2. I can be a good role model and a safety net.
Teachers are now trained to be on the lookout for unsettling behavior or sudden changes in students. Often, we will never know if we have caught someone and gotten them the help we need before something unthinkable happens, and it is a misnomer that anyone can really see the signs before something like this happens. However, I know that I have helped many, many students open up and feel empowered by turning to the counseling programs our school offers rather than allowing their feelings to eat at them. When I tell them there is no shame in accepting help if they are going through a rough patch or just need someone to talk to, they believe me. If I can help even one student find a safe space in school, I’ve done my job.
3. It’s for the community.
School shootings like the ones in Newtown, CT and Littleton, CO not only take a toll on the school, but on the entire community, as well. At the center of every community is its school system, and when a tragedy occurs within a school, it affects the community, as well. While I do teach for the students, I also teach because I believe in the community in which I teach. I want to empower my students to go forth and do real and permanent good in the world, starting with the community in which they live. Knowing that this good extends into the community and can inspire more people to become role models and safety nets means fewer tragedies have to occur at all.
4. Education is the only way to stop these tragedies.
The best way to prevent tragedies is to educate students about them. Many people – teachers and parents included – are of the mind that it’s best not to talk about these things, especially with young people, but I wholeheartedly disagree. Students can’t hide from the outpouring of news stories about events such as these, and it takes teachers and parents to talk to the next generation about why these terrible things happen, and what we can do about it.
5. My high school students don’t even remember Columbine.

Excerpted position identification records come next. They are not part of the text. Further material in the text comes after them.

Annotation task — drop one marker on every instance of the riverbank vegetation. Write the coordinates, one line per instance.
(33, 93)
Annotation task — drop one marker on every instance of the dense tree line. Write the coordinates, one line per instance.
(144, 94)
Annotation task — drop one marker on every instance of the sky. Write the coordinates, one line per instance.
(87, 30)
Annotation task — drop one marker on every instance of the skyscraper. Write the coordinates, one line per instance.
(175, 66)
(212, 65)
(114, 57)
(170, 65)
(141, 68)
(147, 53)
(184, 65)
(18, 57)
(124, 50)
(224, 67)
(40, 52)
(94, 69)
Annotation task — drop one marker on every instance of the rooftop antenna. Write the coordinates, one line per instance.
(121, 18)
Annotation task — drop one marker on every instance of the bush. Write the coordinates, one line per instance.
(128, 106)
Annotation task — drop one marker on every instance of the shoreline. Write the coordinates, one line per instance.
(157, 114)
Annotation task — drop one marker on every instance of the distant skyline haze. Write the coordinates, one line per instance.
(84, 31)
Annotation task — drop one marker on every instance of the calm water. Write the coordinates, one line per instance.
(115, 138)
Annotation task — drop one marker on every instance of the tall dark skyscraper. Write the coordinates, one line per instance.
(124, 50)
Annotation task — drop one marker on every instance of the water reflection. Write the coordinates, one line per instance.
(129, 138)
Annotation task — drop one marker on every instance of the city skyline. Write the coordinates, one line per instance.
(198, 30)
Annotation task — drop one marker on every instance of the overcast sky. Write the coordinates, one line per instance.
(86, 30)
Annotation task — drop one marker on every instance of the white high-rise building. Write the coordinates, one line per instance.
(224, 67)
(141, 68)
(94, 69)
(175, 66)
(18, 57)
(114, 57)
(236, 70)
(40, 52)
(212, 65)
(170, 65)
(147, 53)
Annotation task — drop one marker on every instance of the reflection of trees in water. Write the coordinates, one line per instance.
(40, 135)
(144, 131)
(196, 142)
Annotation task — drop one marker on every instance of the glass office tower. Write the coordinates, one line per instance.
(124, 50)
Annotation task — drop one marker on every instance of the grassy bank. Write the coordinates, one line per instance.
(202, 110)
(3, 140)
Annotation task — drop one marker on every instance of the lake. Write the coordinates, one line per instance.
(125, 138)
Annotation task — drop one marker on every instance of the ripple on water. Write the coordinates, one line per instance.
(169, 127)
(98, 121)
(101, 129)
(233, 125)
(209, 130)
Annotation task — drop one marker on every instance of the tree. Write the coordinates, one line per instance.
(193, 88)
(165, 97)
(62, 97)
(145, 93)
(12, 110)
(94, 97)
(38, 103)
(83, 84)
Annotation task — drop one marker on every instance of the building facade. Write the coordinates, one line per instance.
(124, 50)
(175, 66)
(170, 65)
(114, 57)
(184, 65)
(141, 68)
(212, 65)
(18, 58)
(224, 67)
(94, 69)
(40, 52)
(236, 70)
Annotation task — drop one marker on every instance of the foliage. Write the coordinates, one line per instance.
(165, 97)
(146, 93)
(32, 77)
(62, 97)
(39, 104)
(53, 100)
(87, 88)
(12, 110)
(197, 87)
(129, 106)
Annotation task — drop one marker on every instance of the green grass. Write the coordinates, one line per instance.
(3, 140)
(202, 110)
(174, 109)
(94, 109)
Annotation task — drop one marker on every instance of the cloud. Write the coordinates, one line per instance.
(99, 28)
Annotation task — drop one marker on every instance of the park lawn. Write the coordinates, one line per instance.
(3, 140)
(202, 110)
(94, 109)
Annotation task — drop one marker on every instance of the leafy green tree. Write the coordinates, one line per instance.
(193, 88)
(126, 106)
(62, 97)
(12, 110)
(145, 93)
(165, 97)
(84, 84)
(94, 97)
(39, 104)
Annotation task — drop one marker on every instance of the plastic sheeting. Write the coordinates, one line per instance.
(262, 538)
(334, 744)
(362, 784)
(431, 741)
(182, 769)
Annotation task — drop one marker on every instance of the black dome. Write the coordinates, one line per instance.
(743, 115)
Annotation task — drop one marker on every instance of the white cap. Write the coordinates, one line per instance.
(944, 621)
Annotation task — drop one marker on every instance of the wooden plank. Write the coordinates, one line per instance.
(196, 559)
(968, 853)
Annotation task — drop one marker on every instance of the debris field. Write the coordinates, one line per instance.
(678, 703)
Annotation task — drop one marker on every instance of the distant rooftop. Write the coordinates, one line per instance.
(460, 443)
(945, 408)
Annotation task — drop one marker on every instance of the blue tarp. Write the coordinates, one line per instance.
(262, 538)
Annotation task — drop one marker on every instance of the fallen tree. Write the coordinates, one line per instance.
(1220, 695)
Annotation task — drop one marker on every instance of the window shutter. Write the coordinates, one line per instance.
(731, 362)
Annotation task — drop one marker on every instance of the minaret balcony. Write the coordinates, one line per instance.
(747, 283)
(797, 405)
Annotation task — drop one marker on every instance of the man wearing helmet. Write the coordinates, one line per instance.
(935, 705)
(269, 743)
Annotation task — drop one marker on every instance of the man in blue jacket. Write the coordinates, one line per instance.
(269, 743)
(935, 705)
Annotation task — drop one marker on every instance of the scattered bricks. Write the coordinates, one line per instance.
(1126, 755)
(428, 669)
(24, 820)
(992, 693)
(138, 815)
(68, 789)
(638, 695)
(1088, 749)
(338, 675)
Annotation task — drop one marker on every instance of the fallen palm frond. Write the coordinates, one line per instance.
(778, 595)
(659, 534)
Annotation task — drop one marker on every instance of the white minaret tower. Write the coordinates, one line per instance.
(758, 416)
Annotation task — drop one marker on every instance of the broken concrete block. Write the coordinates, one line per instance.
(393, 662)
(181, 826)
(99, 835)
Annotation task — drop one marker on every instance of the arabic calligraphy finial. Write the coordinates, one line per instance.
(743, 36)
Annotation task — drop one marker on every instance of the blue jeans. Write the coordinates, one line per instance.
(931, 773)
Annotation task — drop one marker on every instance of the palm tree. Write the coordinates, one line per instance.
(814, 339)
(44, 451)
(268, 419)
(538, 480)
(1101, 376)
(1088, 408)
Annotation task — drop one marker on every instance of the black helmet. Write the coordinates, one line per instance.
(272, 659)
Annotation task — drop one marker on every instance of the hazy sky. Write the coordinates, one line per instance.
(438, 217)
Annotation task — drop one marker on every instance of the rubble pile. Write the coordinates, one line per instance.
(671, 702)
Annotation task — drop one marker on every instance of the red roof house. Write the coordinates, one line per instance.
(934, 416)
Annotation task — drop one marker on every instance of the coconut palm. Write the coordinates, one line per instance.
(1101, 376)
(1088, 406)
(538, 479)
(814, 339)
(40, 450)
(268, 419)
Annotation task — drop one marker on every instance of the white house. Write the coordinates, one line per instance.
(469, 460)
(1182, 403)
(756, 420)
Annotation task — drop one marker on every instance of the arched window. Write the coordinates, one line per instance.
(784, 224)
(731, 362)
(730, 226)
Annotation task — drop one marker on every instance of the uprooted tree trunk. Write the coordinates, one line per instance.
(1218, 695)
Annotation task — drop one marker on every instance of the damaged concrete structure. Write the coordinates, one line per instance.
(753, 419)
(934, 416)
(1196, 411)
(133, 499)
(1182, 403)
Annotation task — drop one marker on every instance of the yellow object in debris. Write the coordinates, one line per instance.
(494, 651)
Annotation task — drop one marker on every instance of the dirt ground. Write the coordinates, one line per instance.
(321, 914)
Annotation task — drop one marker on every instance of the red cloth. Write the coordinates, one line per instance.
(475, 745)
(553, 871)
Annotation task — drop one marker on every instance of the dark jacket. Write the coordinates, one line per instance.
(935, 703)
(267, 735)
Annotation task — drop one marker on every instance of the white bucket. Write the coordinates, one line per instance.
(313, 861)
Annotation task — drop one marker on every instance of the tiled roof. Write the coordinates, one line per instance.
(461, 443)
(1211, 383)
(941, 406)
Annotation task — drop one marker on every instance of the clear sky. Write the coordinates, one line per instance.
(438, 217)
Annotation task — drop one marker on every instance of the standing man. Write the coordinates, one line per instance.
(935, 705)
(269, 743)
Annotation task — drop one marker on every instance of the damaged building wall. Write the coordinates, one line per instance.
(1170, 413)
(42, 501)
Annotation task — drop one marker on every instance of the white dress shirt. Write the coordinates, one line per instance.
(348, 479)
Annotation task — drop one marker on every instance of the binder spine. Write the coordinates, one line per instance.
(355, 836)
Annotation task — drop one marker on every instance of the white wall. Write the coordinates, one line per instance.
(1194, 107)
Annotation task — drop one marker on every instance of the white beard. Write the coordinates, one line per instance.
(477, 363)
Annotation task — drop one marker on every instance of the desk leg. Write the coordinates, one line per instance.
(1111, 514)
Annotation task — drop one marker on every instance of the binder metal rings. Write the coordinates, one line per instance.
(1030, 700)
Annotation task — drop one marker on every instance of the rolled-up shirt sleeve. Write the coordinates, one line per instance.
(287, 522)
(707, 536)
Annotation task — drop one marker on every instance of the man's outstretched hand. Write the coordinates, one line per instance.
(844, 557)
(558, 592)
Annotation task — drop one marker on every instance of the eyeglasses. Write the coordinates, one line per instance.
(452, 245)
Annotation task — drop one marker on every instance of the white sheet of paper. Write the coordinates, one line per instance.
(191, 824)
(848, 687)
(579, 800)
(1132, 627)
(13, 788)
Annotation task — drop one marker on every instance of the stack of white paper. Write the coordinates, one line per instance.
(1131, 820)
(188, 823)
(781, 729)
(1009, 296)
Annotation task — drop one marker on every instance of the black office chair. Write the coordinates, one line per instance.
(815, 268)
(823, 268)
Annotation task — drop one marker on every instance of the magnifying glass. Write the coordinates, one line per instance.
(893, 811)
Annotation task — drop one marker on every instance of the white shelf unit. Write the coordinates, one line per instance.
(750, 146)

I primarily teach sophomores in high school. At 15 years old, they were only two when the shooting at Columbine happened. They truly don’t remember a world in which school shootings were not commonplace. Oftentimes, this can foster a sense of futility in students. If these tragedies keep happening, they ask themselves, how can we possibly avoid them? By teaching my students about the first of these school shootings, and reminding them each time something like this happens, I can help them understand that the world was not always this way and, therefore, doesn’t have to continue to be in the future. There can be a world without this type of violence, and we can create it.
It will be difficult to go back to school on Monday, because my students will ask me to share my feelings about Friday’s events with them. I’ll try not to get too emotional as I do so, but I will make one point crystal clear: The world is in the hands of my students, and now is the time to work to end these senseless tragedies once and for all.